Vocally Victorious 'Evita' Rouses at Marriott
Before the Marilyns and Jackie-Os of the political beauties and scandals scene, there was Eva Perón, neé Duarte. The beloved, bejeweled First Lady of Argentina’s saga begins with her deserting an impoverished upbringing to achieve stardom in grand Buenos Aires, eventually becoming a noted Argentinian actress and radio personality. “Entertaining” gentlemen company with a Mae West-esque bravado, she wields her feminine guiles to scale the influential social ladder into the arms of formidable Juan Perón, eventually marrying him and aiding in his ascent to President. Although the hateful military figures claim she is “an ornament at most,” Eva uses her camaraderie with the working class descamisados to play a pivotal role in Perón’s rise to power, all the while spitting in the face of the aghast bourgeoisie. Serving up the ultimate razzle-dazzle to the Argentine people, they fall in love with their Saint Eva. Well, all fall in love except Che Guevara, our omniscient narrator who serves as the bitter representation of those who perceive Eva as a self-serving, manipulative fascist, not the Robin Hood-ian protagonist her people have come to idolize. But which Eva is true? That is the question with which you have to wrestle during this fast-paced rock opera.
After our Evita takes her final bows, the overall feeling as you shuffle out of the aisle is, “Lovely voices, airy interpretation.” This bare-bones, in-the-round set leans on costume, lighting, and dance to build the world in which Evita lives, and is artful in its minimalistic take. With next to nothing to hide behind, talent is on full display. And while it feels wrong that this story wouldn’t include a more diverse cast, the talent is definitely there. Austin Lesch, although lacking in the earnest anguish needed to pull off disenchanted Che, crushes it vocally as a brassy tenor. David Schlumpf has a few shiny moments as Magaldi, nicely portraying operatic lounge singer gusto to our delight. Larry Adams, the quintessential Juan Perón, brings the authoritative, worrisome man to life but doesn’t manage to escape the common “Mr. Evita” complex that often falls on the character of President Juan. The chemistry between Eva and Juan isn’t quite yet palpable, but is aided in the choice to highlight the couple rather than the ensemble during the Act One tango number.
Hannah Corneau rises to this challenging role of Eva Perón with grace and complexity, effectively creating the transition from scrappy, precocious harlot to powerful, adored political Glamazon. A bright and smooth soprano, Corneau commands on the rainbow-high notes, albeit slightly lacking the depth in the lower range, while accessing her quick, angelic vibrato sparsely and with intent. No throwaway notes or gestures can be found from her thoughtful performance. One particularly touching moment happens towards the end of Act Two in the duet between Eva and the classical guitar (bravo, Dave Saenger), weaving gingerly around one another in a hauntingly beautiful melody.
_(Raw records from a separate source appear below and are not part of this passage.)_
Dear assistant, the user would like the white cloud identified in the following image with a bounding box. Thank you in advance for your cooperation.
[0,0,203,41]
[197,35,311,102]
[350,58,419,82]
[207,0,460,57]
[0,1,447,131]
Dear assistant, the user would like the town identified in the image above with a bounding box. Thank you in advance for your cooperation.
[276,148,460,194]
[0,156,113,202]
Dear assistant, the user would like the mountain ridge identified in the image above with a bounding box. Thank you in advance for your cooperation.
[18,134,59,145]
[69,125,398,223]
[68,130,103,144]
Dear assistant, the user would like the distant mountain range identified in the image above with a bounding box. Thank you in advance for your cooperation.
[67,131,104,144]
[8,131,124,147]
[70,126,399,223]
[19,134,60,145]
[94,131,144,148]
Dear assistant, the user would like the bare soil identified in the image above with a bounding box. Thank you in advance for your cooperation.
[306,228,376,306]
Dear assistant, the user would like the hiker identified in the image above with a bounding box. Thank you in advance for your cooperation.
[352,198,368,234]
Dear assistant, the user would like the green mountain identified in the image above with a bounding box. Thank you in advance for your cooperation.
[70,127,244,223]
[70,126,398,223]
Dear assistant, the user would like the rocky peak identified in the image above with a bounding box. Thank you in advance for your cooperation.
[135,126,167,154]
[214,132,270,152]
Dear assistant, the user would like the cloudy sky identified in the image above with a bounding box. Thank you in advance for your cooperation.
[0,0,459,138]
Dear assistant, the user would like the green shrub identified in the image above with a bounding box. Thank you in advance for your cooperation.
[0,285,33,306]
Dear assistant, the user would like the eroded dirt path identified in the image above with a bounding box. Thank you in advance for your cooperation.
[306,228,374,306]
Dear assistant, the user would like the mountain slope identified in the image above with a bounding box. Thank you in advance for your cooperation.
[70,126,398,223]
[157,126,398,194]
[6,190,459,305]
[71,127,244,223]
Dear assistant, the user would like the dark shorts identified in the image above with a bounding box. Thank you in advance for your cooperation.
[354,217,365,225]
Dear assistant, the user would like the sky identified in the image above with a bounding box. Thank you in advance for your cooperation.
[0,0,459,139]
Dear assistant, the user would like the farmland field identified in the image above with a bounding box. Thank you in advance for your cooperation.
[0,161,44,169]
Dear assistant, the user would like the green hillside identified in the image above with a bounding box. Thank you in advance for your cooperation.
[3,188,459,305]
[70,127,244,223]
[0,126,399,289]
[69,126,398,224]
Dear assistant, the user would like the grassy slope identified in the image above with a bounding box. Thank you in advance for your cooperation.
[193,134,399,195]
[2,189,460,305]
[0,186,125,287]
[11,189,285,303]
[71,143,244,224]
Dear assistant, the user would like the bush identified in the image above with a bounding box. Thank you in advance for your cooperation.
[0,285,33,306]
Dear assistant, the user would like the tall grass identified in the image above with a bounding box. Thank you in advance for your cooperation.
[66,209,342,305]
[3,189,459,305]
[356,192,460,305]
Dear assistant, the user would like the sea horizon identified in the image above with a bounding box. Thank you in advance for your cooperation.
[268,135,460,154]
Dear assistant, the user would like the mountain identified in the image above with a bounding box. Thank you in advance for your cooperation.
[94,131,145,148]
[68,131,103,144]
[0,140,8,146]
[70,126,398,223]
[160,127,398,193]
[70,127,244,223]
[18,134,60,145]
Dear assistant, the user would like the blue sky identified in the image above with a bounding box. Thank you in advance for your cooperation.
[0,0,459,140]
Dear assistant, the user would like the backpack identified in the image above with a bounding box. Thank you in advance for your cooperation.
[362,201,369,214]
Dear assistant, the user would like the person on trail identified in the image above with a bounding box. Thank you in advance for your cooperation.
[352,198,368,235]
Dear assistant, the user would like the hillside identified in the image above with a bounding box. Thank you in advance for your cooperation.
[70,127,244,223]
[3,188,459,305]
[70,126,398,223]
The score, a taxing opus to say the least, ebbs and flows with the story — at any moment moving from awe-striking, alluring and sultry to gritty, churning, and unsettling. I just have to admit that Sir Lloyd Webber has an uncanny (and habitual) way of producing the most heart-striking, timeless ballads (Don’t Cry for Me, Argentina is as lovely as you hope it to be in this Lincolnshire rendition) while, in my perhaps unpopular opinion, sprinkling in a few shrill and displeasing numbers. (Good Night and Thank You is to EVITA as Hosanna is to JESUS CHRIST SUPERSTAR). But enough about my personal views on Webber’s annoying dissonant proclivities. With EVITA, Tim Rice and Sir Andrew Lloyd Webber manage to avoid writing a typical love story and take the more difficult and impacftul road of writing a three-part epic. One, yes, a love story between Eva and Perón, but two, a more enveloping love story between Eva and Argentina. The tertiary tale concerns itself with the realities, or lack thereof, of our political leaders, what motivates them, and what happens behind the balconies and speeches in which we, the people, see them.
Even though EVITA emerged 40 years ago, how relevant it remains to the politically tumultuous present-day– a wise choice for The Marriott Theatre’s 2016 season. Director and choreographer Alex Sanchez hits the mark with this EVITA, and you will be contented with the highly choreographed and vocally victorious result.